When Eliud ran through the Brandenburg Gate (4:29 mile/1:57:34 marathon pace), he saluted the crowd generously, pounded his chest triumphantly, and clapped his hands with glee. Immediately upon crossing the finish line, he dashed into the waiting arms of his trusted coach, Patrick Sang with tears in his eyes, an open expression of their inseparable connection.
Berlin may be the place to run fast, the “The Goat” surely deserves the lion’s share of the credit. His average pace for this marathon was faster than any other human being has ever run for either half of a full marathon. If that isn’t beautiful, nothing is!
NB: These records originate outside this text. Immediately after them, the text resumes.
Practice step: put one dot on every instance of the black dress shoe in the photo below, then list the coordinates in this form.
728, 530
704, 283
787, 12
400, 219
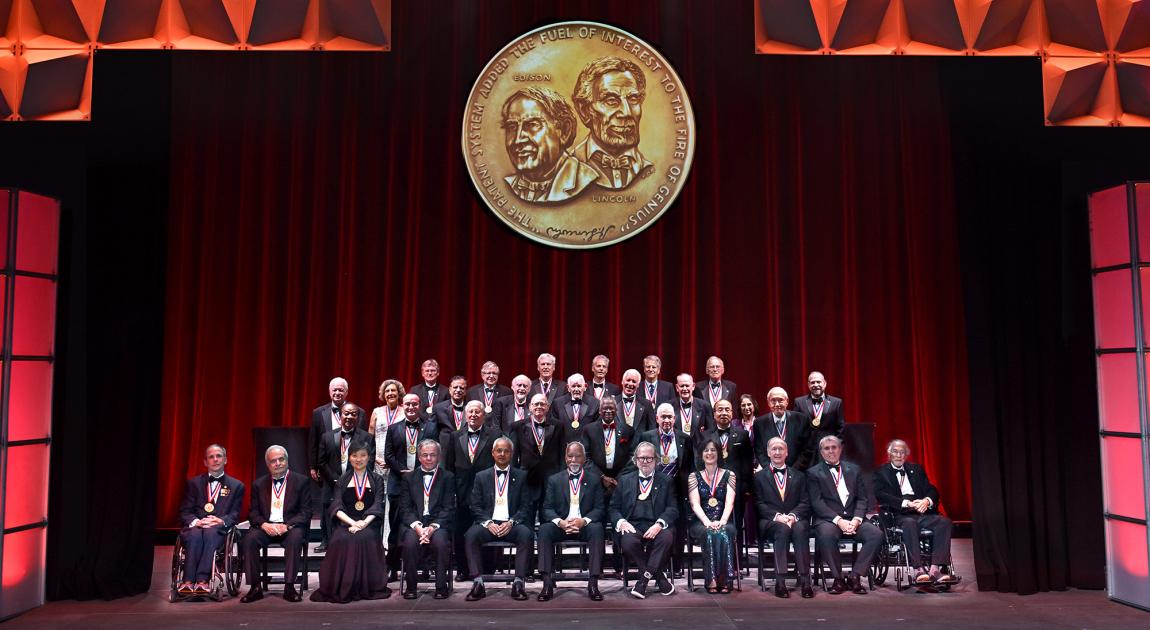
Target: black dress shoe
837, 586
781, 590
592, 590
477, 592
254, 593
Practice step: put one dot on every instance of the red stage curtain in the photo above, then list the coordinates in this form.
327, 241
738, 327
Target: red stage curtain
322, 223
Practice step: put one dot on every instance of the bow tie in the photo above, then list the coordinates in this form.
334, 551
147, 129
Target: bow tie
607, 161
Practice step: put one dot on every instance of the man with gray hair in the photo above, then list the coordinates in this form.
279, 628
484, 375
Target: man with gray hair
538, 129
904, 489
281, 513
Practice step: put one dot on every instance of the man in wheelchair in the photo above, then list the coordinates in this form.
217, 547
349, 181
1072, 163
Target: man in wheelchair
905, 492
209, 509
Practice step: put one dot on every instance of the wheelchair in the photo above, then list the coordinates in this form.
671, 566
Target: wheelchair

Equally admirable is the way the three top women competed in this year’s race, finishing within forty seconds of one another. Gladys Cherono (Kenya) set a new course record with 2:18:11, with Ethiopians, Ruti Aga, runner-up with 2:18:34 and third place Tirusnesh Dibaba finishing 2:18:55, both below the old course record.
“I was running my own race, so it didn’t worry me that Tirunesh was in front. My training was good, and when I took over the lead at halfway, I was feeling very strong. I wanted negative splits. I never looked behind, because I was not fearing anybody.” – Gladys Cherono
Of course, runners like Eliud or Gladys are extremely rare. However, while their physiology may represent the pinnacle of evolution, people with normal, everyday bodies can still benefit from their genius.
A race is often won by those who slow down the least. Do you know how to go about running a negative split? How adept are you at pace judgment… especially starting out (miles 1-4)? We’ve all seen how many people start by pushing too hard only to begin running out of steam by that mysterious 15-18 mile zone where things get tough. A 10-second difference in pace per mile can be the difference between a solid finish of 26.2 and a wall splat.